One very low powered SET amp, on a A-7 moded speaker, can and should "do it all". I know how to build them. A few others have done so also. Contact me off-Forum and I can provide details.
Amps, not necessarily speakers, are the biggest audio TURKEYS of all !!
If you biamp, there are problems : you have an extra active stage (crossover) which ROBS your transparency, and unless both amps are identical, you will HEAR the time constant anomalies, or mis-timing, and differing signatures, between differing amps, on ANY real good high resolution system.
The best answer is to build a GREAT SET amp! It is actually possible to do so, now a days. How refreshing.
Jeff Medwin
Agreed, I've periodically been a 'broken record' that it's the typical SET amp's weak/narrow BW power supply that's the culprit, but when folks price out the components required any discussion grinds to an abrupt halt.
GM
Loud is Beautiful if it's Clean! As always though, the usual disclaimers apply to this post's contents.
Can you define or identify "bass control" more precisely?
I can see four technical issues that may be involved:
1) Power. The Accuphase can deliver 50-100 watts, which if you needed it would severely limit your choice of tube amps.
2) Damping factor. The Accuphase offers a choice of 1, 5, or 50. Which one works in your setup? Or does it make any difference? This will give a lot of guidance in choice of tube amp.
3) Equalization. The A-7 is neither flat nor uniform in directivity in the bass, though the quality of the bass is widely admired. The Accuphase offers four different controls that adjust the bass response. Do you use or need any of them? If so, that will affect your choice of tube amp or preamp.
4) Power bandwidth. Tube amps have output transformers which limit how low a frequency can be delivered at full power. While most amps will adequately drive most speakers with most music, most of the time, it may be that for your music and your speakers you would need a tube amp with a greater inductance than the average. These are available, but you might need to be selective.
Not knowing which of those criteria (or others I haven't thought of) are important, it's hard to respond usefully.

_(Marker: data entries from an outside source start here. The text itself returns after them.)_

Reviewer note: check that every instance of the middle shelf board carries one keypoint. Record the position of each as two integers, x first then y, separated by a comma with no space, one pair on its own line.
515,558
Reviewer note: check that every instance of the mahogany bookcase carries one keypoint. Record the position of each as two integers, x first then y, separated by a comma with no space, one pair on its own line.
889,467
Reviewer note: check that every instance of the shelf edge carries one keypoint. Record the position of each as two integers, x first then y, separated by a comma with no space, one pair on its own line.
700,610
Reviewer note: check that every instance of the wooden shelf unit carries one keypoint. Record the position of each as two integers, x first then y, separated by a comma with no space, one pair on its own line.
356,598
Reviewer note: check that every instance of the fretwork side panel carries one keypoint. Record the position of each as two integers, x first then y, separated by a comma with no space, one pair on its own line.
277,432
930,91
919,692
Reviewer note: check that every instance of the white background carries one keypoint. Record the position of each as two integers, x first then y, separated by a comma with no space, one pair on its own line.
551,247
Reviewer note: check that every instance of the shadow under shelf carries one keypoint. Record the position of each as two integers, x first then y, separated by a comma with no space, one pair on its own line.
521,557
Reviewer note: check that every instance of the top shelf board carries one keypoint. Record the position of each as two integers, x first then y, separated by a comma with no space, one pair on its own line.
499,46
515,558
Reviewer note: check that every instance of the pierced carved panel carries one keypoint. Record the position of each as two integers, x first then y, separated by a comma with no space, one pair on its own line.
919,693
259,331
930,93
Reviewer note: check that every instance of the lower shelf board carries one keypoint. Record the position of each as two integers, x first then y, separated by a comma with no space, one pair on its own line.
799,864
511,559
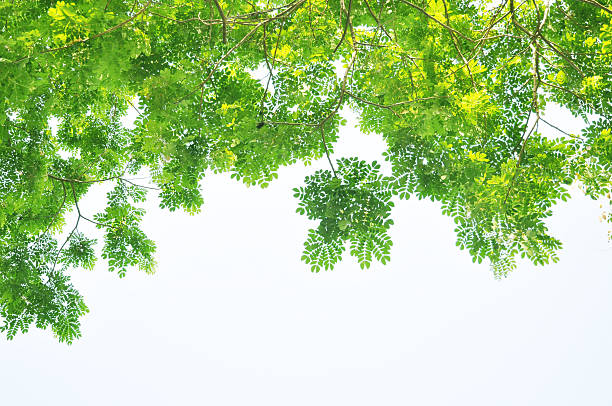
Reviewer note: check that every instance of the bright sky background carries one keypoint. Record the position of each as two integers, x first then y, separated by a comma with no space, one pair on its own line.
233,317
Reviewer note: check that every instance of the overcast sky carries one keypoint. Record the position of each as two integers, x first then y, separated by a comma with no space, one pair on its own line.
233,317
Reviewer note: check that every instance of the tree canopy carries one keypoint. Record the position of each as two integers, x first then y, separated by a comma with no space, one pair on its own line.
457,89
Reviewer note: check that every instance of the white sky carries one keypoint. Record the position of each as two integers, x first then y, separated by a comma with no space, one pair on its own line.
234,318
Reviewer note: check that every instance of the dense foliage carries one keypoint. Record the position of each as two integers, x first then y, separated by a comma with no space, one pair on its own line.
456,88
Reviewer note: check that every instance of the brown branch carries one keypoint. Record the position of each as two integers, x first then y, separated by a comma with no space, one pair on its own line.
449,28
346,23
80,41
222,14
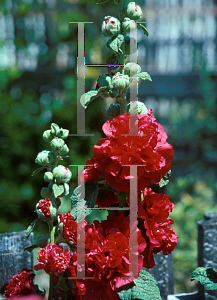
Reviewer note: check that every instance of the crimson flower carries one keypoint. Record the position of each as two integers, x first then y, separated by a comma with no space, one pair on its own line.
20,284
53,259
44,206
107,258
149,149
68,227
153,212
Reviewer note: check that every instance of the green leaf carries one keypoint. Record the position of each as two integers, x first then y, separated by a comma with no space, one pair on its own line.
88,97
91,192
38,170
79,208
57,189
31,227
165,180
30,248
102,1
143,28
206,276
142,75
114,43
145,288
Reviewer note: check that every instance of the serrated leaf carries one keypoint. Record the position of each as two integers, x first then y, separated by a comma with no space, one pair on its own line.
206,276
143,28
30,248
38,170
142,75
145,288
79,209
31,227
88,97
102,1
58,189
165,180
114,43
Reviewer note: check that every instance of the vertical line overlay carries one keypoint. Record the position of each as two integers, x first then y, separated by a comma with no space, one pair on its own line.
80,80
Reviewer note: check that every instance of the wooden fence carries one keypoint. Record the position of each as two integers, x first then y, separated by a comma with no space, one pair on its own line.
13,259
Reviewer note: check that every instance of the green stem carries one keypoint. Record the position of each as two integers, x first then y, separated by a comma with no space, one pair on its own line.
51,289
122,202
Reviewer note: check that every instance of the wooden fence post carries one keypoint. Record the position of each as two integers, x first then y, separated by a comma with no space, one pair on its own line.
207,250
12,257
163,273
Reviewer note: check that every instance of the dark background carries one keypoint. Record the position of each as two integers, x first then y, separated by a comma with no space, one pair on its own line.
38,50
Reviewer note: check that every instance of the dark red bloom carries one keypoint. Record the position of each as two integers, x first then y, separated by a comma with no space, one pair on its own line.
28,297
53,259
44,205
20,284
68,227
149,148
107,257
153,212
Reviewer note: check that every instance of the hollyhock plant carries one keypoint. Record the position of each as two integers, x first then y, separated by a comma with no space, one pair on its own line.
53,259
132,137
107,257
153,213
20,284
148,148
68,227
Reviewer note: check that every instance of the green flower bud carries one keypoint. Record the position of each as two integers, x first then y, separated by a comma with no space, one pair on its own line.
63,133
57,144
45,158
128,41
42,241
46,209
113,110
55,129
133,11
66,189
48,176
62,174
120,81
132,68
48,136
105,80
64,150
46,192
137,108
114,92
128,24
111,26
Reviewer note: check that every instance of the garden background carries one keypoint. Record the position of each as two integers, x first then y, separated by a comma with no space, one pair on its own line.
38,82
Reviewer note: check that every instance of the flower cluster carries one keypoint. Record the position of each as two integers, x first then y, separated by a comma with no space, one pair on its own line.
53,259
20,284
68,227
106,258
153,212
148,148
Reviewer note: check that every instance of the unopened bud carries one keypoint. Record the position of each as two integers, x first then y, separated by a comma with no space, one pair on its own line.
111,26
133,11
45,158
62,174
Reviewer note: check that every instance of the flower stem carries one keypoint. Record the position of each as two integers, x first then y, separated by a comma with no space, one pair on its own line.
122,202
51,289
122,56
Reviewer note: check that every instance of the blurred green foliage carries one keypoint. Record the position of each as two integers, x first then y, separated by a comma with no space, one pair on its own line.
31,100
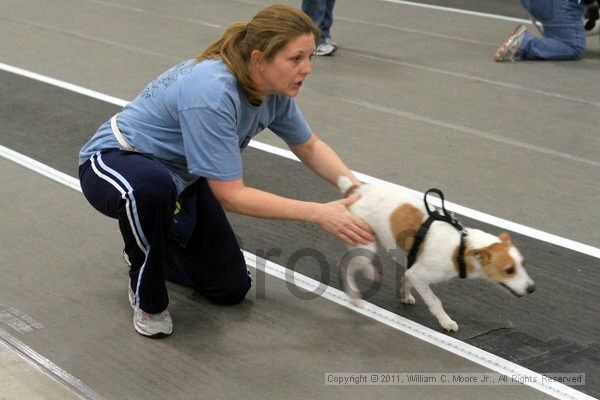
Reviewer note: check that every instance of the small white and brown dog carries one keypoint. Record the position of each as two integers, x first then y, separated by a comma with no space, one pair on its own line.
395,215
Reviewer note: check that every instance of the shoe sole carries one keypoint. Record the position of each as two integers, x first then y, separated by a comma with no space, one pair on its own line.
159,335
501,52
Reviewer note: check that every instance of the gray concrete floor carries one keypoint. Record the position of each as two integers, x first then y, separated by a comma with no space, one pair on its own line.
419,104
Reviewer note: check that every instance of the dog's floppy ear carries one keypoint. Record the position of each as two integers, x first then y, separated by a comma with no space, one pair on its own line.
483,255
505,237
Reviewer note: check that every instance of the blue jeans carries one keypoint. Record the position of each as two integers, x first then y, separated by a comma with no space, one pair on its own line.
564,36
321,12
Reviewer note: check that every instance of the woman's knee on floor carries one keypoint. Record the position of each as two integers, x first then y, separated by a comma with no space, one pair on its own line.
231,293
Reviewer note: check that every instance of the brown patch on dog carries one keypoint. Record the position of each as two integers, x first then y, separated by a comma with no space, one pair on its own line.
351,191
405,222
496,260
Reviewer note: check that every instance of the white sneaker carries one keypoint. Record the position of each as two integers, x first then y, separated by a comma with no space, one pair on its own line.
150,325
508,49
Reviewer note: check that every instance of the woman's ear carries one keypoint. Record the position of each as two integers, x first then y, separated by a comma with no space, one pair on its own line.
256,59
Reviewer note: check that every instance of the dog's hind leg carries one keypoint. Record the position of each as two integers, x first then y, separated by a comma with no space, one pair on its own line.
433,302
358,259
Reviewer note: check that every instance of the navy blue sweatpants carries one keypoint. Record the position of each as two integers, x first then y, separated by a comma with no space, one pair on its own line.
140,193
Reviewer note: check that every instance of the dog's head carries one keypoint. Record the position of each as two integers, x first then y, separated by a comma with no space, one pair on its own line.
503,264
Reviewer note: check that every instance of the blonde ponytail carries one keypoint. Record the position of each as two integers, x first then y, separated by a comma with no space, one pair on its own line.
269,31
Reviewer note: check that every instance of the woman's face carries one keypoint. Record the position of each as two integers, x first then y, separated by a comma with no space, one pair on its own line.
286,72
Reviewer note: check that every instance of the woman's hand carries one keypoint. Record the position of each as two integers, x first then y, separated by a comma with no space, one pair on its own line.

1. Do not need Accuphase as part of biamp.
2. Accuphase is currently set to soft on rear damp switch.
3. Sound enhancement Bass and Treble RIAA EQ is engaged set flat.
Hope this helps.
Big help - thanks!
"Soft" is unity damping (according to the specs I found through google) at 8 ohms, i.e. an 8 ohm output impedance. An SET on the 16 ohm tap would provide about that much damping. This high output impedance will increase the bass output at certain frequencies (where the speaker impedance is high) by several dB and would be quite an audible difference. You can try the Accuphase at different damping settings to confirm that this is an important parameter in your setup (or discover if it is not).
Most push-pull amps will be pentodes with feedback, and will have a much higher damping factor. There are a few with an adjustable damping control or switch - the Heathkit UA-1 comes to mind. And there are a very few push-pull triode amps with no feedback that would behave similarly to SETs in this respect.
Otherwise you may find a series resistor of up to 8 ohms is needed to get that kind of bass behavior - note this will raise the speaker impedance even higher.
Hope that helps!
If I understand what you are saying, is that I should use amplifiers with a 16 Ohm tap and if possible a damping control. I must say I do like damping control on Accuphase and of course there are plenty of 16 Ohm tap amplifiers available. Anymore tube amplifier names would be appreciated with damping control, thanks.